その職人は他の職人と比べると背が低く、135cmくらいの身長だった。顔は四十代後半ぐらいで濃い茶色の長髪と長い髭を生やし、青い目をしている。服装は黄土色の長袖と茶色の長ズボンで頭には埃や木屑から髪を護るための白い三角巾が巻かれていた。
「いらっしゃい、今日はどのようなご用件で?」
職人が丁寧な口調で尋ねるとカムネスの後ろからナナルが顔を出し、ナナルの顔を見た職人は軽く目を見開く。
「ナ、ナナル様!」
「私のファイフを取りに来たの」
「えっ、もういらっしゃったんですか? てっきり昼過ぎに来られるのかと思ってやした」
「お爺ちゃんがね、お昼になる前にファイフを取って来なさいって言ってたの」
「そ、そうだったんですか」
ナナルの話を聞いた職人は呆然としながらまばたきをしており、ユーキたちはナナルと職人の会話を黙って聞いていた。

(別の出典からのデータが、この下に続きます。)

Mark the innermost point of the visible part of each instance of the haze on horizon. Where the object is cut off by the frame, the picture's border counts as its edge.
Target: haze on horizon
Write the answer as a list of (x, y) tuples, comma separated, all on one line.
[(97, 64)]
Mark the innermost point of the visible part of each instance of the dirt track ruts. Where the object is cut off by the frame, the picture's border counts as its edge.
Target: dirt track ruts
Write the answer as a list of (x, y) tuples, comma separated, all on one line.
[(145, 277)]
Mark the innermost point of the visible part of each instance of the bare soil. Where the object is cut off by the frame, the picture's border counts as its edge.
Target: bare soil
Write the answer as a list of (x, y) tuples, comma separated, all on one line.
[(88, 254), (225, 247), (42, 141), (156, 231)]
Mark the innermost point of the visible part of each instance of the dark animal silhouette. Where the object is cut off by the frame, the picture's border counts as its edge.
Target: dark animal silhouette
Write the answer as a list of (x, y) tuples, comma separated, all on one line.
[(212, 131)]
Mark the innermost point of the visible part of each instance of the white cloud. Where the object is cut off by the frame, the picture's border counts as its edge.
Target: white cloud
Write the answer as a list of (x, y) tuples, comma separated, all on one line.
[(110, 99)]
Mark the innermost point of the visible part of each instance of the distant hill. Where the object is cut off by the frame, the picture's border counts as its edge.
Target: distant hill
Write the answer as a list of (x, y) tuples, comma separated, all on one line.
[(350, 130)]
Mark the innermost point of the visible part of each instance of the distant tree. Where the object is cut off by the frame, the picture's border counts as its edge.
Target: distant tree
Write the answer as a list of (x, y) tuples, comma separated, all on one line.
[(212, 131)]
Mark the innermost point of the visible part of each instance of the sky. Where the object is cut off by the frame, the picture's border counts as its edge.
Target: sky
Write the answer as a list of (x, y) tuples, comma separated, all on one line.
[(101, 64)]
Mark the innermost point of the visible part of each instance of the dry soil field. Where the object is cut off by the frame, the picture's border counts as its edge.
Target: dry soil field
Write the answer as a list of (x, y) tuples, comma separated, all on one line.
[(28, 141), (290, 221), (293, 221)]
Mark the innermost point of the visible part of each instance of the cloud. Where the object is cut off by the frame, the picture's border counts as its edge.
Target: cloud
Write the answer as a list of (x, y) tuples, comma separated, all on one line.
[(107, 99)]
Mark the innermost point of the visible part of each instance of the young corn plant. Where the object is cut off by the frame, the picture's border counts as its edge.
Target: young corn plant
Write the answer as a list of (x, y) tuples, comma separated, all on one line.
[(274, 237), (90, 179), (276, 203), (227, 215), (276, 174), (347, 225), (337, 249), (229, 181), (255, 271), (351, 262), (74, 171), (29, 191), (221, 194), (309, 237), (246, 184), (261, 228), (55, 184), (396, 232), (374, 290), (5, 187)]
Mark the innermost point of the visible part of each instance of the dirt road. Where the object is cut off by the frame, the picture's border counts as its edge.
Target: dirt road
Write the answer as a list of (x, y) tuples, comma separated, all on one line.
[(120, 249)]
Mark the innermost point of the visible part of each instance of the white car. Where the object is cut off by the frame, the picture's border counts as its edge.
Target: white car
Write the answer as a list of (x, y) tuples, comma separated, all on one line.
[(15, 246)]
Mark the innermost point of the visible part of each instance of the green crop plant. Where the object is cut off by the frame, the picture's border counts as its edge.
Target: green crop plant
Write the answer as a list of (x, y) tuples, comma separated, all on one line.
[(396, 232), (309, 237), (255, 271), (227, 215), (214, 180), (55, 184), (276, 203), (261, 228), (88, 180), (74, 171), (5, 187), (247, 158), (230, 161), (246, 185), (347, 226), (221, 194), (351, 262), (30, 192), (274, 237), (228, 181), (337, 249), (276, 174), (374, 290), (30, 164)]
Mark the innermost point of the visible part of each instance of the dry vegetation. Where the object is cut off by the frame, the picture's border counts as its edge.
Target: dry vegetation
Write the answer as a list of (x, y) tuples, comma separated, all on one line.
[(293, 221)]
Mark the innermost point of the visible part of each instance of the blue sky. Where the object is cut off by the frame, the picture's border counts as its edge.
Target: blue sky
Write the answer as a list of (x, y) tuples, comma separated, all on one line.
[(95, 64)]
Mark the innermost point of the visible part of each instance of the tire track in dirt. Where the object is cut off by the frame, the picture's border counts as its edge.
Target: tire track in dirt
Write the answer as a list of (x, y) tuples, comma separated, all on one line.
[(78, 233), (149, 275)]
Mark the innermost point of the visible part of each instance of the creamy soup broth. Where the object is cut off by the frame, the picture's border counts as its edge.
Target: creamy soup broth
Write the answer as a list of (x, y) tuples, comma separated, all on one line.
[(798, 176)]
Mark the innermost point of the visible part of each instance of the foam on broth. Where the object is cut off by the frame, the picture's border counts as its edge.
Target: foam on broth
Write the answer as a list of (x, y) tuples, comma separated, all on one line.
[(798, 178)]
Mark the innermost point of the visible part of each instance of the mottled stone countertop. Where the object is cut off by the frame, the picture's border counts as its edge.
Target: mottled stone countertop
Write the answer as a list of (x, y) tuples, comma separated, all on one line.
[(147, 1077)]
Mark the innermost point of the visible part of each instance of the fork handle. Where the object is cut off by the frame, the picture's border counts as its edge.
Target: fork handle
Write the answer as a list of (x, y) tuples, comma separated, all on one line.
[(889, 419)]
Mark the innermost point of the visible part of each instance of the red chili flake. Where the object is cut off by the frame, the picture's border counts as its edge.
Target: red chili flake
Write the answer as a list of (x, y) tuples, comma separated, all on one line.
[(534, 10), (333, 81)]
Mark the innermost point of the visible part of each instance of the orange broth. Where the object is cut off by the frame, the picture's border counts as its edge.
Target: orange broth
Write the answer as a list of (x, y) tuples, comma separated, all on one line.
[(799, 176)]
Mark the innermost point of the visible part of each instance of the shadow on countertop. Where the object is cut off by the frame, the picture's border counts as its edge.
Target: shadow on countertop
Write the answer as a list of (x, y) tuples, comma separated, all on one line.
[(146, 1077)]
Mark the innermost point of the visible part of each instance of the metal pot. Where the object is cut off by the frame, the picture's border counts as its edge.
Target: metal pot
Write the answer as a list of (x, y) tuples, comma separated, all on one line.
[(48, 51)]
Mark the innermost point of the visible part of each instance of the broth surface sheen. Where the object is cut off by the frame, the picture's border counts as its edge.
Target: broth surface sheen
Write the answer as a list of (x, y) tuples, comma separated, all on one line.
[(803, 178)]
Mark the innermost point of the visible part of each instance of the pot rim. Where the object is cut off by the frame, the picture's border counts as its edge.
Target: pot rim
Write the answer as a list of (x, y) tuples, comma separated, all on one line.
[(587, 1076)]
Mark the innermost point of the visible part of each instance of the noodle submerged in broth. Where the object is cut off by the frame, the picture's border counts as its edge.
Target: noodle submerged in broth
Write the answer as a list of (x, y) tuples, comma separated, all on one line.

職人はナナルの周りにいるユーキたちに気付くとフッと反応してユーキたちに視線を向けた。
「ナナル様、周りにいる若いのは何ですかい?」
「私を護ってくれるお兄ちゃんたち」
ユーキたちを見ながらナナルは笑顔で紹介し、ユーキたちは頭を下げて職人に挨拶をする。職人も真剣な表情でユーキたちを見つめ、しばらくすると軽く頭を下げた。
「こいつは失礼した。儂はこのブローリアス楽器工房の工房長でドルドマ・ガラメアって言うんだ。よろしくな」
「こちらこそ」
挨拶をするドルドマにカムネスは静かに挨拶を返した。
「ドルドマおじちゃんはドワーフなんだよ。凄く楽器を作るのが上手でおじちゃんの楽器が欲しくて遠くの町から買いに来る人もいるんだぁ」
「ハハハ、止してくだせぇ、ナナル様」
自分を高く評価するナナルを見てドルドマは軽く照れ笑いを浮かべる。ユーキは先程まで真剣な表情を浮かべていたドルドマがナナルの言葉で笑みを浮かべるのを見て、ナナルはリンツールだけでなく、クロントニアの住民たちからも可愛がられているのだと知った。
笑いながらナナルを見つめていたドルドマは振り返り、一番近くで作業をしている若い男の職人の方を向いた。
「おい、お前」
「ハイ、何ですか工房長?」
「ナナル様がファイフを取りにいらっしゃった。金庫までへご案内して差し上げろ」
「あっ、ハイ」
案内を命じられた職人は作業を中断し、手や服に付いている木屑を払い落としてからナナルの下へ駆け寄り、ファイフが保管されている金庫まで案内しようとする。
「ロギュン、念のためにお前も一緒に行ってくれ」
「分かりました」
楽器工房の中でもナナルが安全だとは断言できないため、カムネスはロギュンをナナルの警護に就かせた。
警護するのなら全員で行くべきなのだが、楽器や道具が沢山あり、職人たちが作業をしている場所を大勢で移動すると邪魔になってしまう。更に襲撃された際に大勢で警護すると思うように動けなくなってしまう可能性があるため、ロギュン一人を警護としてナナルに同行させることにしたのだ。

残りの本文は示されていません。